Ancient Moon, Benedictus Diabolica, Gloria Patri, Germany, Iron Bonehead Productions, CD digipak / 12″ vinyl (2019)
With three members spread across Belgium, France and Switzerland, the wonder is that Ancient Moon can get together (if they do) to record work. They have been building up their studio reputation steadily if slowly, releasing a second album in 2019 (four years after their first, “Vvlture”). Consisting of a pair of tracks of not-quite equal length, “Benedictus Diabolica, Gloria Patri” creates a sinister underground sound universe with atmosphere and layers of music and vocals. Grinding tremolo guitars, thrumming bass and machine-gunning blast-beat percussion provide the power behind the groaning monster demon vocals, and the use of echo on the voices and some of the instruments (especially keyboards) creates an evil cavernous ambience in which unholy rituals and hymns praising Satan are conducted. The rapid-fire nature of the tremolo guitars and drumming gives a streaming, flowing quality to the music that enables it to ebb and flow like waves on a beach, adding to its power.
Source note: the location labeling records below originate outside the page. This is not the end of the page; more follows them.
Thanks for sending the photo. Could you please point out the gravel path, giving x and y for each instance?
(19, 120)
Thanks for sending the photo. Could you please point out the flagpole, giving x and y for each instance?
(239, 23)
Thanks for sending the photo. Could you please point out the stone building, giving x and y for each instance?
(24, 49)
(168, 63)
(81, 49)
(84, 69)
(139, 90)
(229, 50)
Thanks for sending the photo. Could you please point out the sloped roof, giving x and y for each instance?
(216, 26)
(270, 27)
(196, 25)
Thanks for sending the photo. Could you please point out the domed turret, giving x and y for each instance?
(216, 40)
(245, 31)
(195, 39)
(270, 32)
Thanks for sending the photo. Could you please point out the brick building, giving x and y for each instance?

Part 1 is structurally not a very complex piece: the music revolves around a riff and sticks to it more or less. It’s the reverence with which the Ancient Moon men build up the ambience by adding keyboard wash and the multi-tracked vocals which include deep sonorous throat singing, that make the piece the epic blasphemous soundtrack it is. The punishing pace builds up the intensity and the anticipation of something glorious that will soon happen. There are many moments of sheer deranged delirium when some of the keyboards go a bit off-key and insist on going round and round in circles, in a demon-possessed trance. There may be other moments where the music just coasts along or leaves listeners floating in black murky silence for a while but the focus remains obsessively single-minded.
Part 2 starts a bit slower, with showers of corrosive tremolo guitar raining down on listeners’ heads, and has even more of a deep occult feel. When the music erupts into raw BM aggression, it has an air of complete insanity as though the ritual being enacted has robbed its participants of all conscious thinking and what is left is their deep desires and hatreds. Now reptilian vocals – obviously there was some physical and spiritual transformation at the end of the first track – dominate the music in amongst the berserk guitaring and runaway drumming. As with Part 1, the music pulls back and allows the dark ambience to fill the ritual participants’ minds with thrumming hand-drumming rhythms, inaudible chants and heavy breathing and sighing. When at last the music resumes, it settles into a melodic if sedate pace and continues to its goal.
The band’s main achievement is in creating, building up and maintaining a consistent and credible sonic world of unholy sights and ceremonies performed by subterranean creatures (who dare not reveal themselves in sunlight, lest they be burnt to a crisp) to revere their demon god. Raw brutal and bestial aggression and occasional derangement are balanced by a restrained ethereal atmosphere and the reverence with which the worshippers conduct their evil rituals. While perhaps the later moments of Part 2 may be a bit drawn out and the band treads a fine line between being appropriately dramatic and being cartoonish, on the whole this album paints a very rich soundscape in which listeners’ imaginations can fly and you really can see hooded figures in deep catacombs hailing a statue of Baphomet and bringing sacrificial victims to the blood-soaked altar on the film projector screens behind your eyelids.